There are around 1.8 million developers on the platform in China, and the nation serves as Apple’s third-largest market in terms of sales. That said, Apple is fighting to maintain its ground in the highly competitive tech landscape in the Asian nation, especially as high-end mobile devices from domestic companies prove increasingly comparable (and perhaps more affordable). That said, with the recent release of the iPhone 8 and the iPhone X, Apple may just find its way back to the front of the pack.

While local developers may be faring quite well on Apple’s platform, many foreign and American developers cannot say the same. Apple has come under fire for acquiescing to Chinese government officials’ demands to remove “hundreds of apps,” as Reuters noted. These apps include everything from messaging services to virtual private network (VPN) services, which can be used to get around China’s stringent internet controls.

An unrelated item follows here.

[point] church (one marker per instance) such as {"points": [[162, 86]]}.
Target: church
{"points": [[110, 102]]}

Most recently, video conferencing and calling service Skype disappeared from the the App Store, as well as from local third-party app stores.

“We have been notified by the Ministry of Public Security that a number of voice over internet protocol apps do not comply with local law. Therefore these apps have been removed from the app store in China,” an Apple spokeswoman told the Times in an emailed statement regarding questions about Skype’s recent vanishing act. “These apps remain available in all other markets where they do business.”

Regardless of whether or not apps are made available in China, it’s clear that Apple is doing what it can to court the country. As Reuters notes, Cook has made several visits to the nation, and as even met with President Xi Jinping. What that means for Apple’s future in China has yet to be determined.